Há uma grande sala com lavabo onde eles levantaram um pequeno quarto
para Ilay. Esse baby me pareceu tão familiar... Seus olhos meio
esverdeados... E ele tomou quase toda minha atenção; fiquei mais
interessado em fazê-lo rir que em perceber e avaliar o potencial da
residência. Depois fui dar fé que a familiaridade que reconheci em
Ilay era o simples fato de que ele se parece muito com o bebê que um
dia também fui. Um pequeno choque para aquele momento.
Asaf e Karem gostaram muito
de nós e acho que o pequeno Ilay também. Havia a possibilidade de
que eles desmanchassem o babyroom dele caso desejássemos. Mas eu
quis manter a disposição desta forma. Ali há potencialmente um
quarto de hóspedes.
A planta da casa termina numa
suíte. Há uma outra moradia na parte de cima, o que significa
estarmos abaixo do nível da rua. Nesta mesma, uma vaga para nosso
carro. E que muito provelmente será um Suzuki de segunda.
Quis vir para cá em abril
somente por causa da primavera. Pelo menos em relação a temperatura
a segunda força seria menor. E as flores estariam desse modo,
prontas para minha chegada. Assim, vejo Israel por meio delas,
florescendo perante meus olhos, contando segredos vindos, coloridos e
tenros, diretamente do ventre negro da terra.
Outra é que nesta semana
(quarta-feira), tivemos nossa primeira entrevista com o advogado que
trabalha meu processo de imigração.
Na próxima fecharemos um
contrato sobre a casa devidamente lavrado e assinado. É importante
que tenhamos um imóvel já alugado em nossos nomes. Isso no tocante
a imigração.
A viagem foi ótima. Talvez
a melhor de todas as que já fiz para cá. Tomei logo de cara três
relaxantes musculares. Acho que até com Papai Noel eu sonhei naquele
voo, Leo!
Em Istanbul, a mesma doideira
que corre ali de madrugada no aeroporto. O deck para nicotina e
outras substâncias tóxicas parece uma rave. Gente do mundo todo.
Tipo Disneylândia.
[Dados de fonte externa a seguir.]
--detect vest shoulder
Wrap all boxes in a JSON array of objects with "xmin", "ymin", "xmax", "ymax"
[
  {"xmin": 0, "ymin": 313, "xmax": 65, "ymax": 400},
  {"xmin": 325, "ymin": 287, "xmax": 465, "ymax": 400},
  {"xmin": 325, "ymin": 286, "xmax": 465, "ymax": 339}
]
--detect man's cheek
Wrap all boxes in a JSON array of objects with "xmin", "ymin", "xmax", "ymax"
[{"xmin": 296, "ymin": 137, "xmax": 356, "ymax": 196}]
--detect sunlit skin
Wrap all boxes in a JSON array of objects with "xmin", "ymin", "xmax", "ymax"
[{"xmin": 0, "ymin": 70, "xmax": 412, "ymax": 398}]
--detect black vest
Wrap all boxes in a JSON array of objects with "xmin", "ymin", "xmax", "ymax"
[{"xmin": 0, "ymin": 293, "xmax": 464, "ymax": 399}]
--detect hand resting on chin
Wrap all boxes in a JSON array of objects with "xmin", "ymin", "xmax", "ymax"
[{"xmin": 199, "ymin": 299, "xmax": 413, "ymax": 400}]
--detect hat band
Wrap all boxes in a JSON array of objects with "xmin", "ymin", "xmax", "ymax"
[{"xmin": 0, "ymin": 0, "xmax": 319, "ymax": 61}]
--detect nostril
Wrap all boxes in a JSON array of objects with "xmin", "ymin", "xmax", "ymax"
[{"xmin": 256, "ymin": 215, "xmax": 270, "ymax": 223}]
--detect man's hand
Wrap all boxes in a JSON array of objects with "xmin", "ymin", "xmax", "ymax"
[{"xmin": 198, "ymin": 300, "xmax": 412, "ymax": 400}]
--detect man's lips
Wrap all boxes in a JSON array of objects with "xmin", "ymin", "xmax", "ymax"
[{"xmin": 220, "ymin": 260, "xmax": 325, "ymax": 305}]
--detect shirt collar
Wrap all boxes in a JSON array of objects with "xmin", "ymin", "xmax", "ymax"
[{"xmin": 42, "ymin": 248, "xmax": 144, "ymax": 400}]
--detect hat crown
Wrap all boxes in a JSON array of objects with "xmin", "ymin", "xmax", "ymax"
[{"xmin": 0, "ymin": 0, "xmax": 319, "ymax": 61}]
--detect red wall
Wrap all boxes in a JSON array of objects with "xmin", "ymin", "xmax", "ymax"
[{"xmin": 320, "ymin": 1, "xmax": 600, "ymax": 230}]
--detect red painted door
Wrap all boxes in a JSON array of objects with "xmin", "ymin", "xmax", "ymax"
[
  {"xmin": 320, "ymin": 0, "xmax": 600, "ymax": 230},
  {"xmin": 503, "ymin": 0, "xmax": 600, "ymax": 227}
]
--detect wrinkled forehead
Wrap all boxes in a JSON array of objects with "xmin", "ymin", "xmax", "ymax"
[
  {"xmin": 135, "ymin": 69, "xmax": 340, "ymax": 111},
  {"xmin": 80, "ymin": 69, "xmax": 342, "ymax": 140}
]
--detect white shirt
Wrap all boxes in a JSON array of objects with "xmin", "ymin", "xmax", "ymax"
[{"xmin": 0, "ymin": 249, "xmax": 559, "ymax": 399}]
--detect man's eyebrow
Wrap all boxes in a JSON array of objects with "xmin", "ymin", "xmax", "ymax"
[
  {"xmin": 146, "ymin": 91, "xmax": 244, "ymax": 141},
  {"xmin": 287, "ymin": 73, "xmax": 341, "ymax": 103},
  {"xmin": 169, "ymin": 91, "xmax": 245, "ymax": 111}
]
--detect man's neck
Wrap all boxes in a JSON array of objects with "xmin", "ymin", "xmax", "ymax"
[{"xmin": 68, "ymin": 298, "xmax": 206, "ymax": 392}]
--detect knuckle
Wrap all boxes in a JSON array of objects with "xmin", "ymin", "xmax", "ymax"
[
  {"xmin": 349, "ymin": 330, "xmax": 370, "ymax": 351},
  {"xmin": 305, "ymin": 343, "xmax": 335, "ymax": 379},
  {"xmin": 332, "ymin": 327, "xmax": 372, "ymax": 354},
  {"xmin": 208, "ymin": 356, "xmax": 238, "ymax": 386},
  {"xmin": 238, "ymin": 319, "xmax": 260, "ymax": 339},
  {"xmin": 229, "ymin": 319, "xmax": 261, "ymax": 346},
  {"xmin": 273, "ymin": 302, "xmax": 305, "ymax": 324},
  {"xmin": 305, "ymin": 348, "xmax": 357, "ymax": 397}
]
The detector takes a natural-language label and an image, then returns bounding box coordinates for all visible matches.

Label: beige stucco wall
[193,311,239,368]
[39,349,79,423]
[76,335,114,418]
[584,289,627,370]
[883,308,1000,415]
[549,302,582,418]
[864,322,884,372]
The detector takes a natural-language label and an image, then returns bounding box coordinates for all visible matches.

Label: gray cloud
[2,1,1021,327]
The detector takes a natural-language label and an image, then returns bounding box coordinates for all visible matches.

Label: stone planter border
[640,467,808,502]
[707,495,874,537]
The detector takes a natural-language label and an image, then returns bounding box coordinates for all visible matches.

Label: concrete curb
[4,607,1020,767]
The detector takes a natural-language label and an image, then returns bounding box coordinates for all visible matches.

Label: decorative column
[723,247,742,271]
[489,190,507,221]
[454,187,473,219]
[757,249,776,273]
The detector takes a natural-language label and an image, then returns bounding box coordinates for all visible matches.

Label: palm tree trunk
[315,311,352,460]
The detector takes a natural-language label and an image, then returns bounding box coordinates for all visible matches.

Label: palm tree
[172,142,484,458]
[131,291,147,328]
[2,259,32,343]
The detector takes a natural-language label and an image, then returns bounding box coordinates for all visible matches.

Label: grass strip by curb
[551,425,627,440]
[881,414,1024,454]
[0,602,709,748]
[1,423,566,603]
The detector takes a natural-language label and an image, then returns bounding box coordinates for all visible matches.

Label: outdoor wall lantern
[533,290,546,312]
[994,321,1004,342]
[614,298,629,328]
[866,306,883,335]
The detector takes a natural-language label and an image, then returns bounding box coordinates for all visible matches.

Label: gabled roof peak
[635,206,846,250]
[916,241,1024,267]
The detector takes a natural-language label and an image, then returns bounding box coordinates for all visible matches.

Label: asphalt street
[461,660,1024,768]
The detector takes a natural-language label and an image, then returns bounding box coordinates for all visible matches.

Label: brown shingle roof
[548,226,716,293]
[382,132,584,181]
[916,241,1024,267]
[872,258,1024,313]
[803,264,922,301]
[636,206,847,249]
Conexões para quase toda Europa, Ásia e Oriente
Médio.
Nesta segunda é o casamento
de Nemrod e Luiza. O pai do Eres voltou da Alemanha para a cerimônia.
Nunca fui a um casamento judaico. Estou muito feliz por eles.
Meus livros enviados pelo
Correio ainda não chegaram. Fazem falta neste momento os livros de
hebraico e o dicionário hebraico-português. Mas tenho procurado
aprender o que o momento me permite. Estou atento às letras nos
jornais, TV, placas de rua e estradas e infernizando a vida da Lily
com perguntas que muitas vezes ela não sabe responder. Mas ela tem
sido a mais doce das companheiras, como sempre.
Querido, é isso. Legal que
vou te ver muito em breve. Mas enquanto isso vou mandando notícias.
Fique com todo meu Amor. Beijo para Isadora. Sempre. C.